The present work demonstrates ferroelectric to antiferroelectric transition aided electric field control of positive and negative electrocaloric effects (ECE). In this context, epitaxial PbZrO₃ (PZO) thin films were grown on (111) Nb:SrTiO₃ single crystal substrates by the sol–gel method, and the epitaxial growth was confirmed by atomic resolution scanning transmission electron microscopy (STEM) high angle annular dark field (HAADF) images. The structural and elemental analysis revealed a gradual increase of natural lead volatilization from the middle to the top in PZO thin films.

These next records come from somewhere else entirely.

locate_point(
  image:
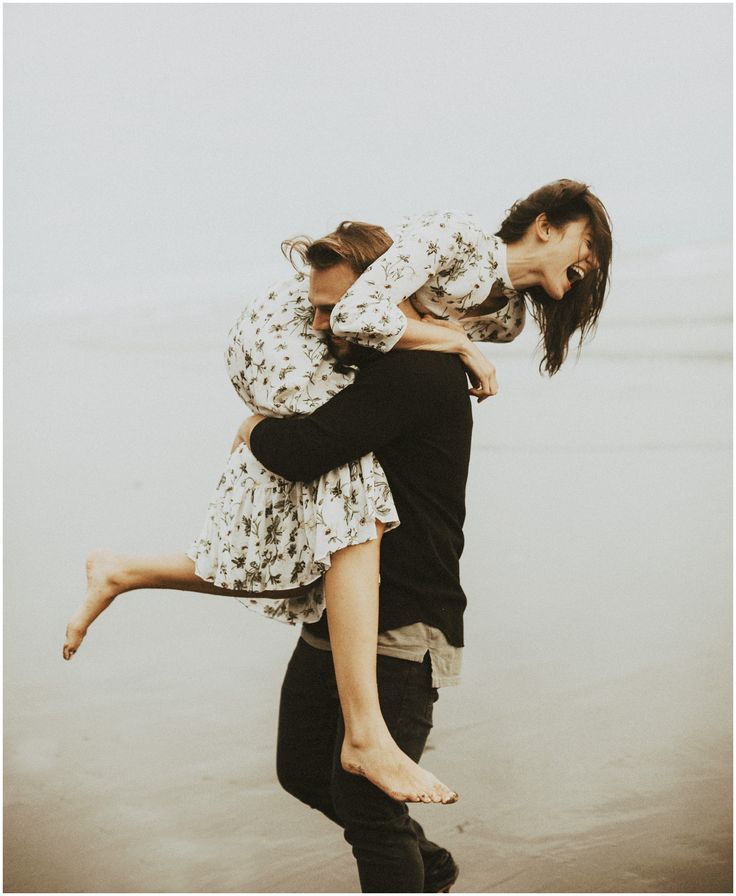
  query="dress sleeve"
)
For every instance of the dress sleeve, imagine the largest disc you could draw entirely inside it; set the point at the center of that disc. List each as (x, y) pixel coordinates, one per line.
(503, 325)
(368, 312)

The electrocaloric effect (ECE) was calculated using Maxwell equations corresponding to 10 kHz and 100 Hz P–E data and was found to be −10.5 K (negative ECE) at 375 K and 30 K (positive ECE) at 300 K. Intriguingly, both negative and positive ECE were found in the same phase transition sequence, that is, from an antiferroelectric phase to a ferroelectric phase. The frequency dependence of ECE is found to be dependent on the polarization switching dynamics and kinetics. These results are not only scientifically important for providing an easy way to combine the negative and positive ECE together to further enhance the cooling efficiency but are also technically important for future ECE devices.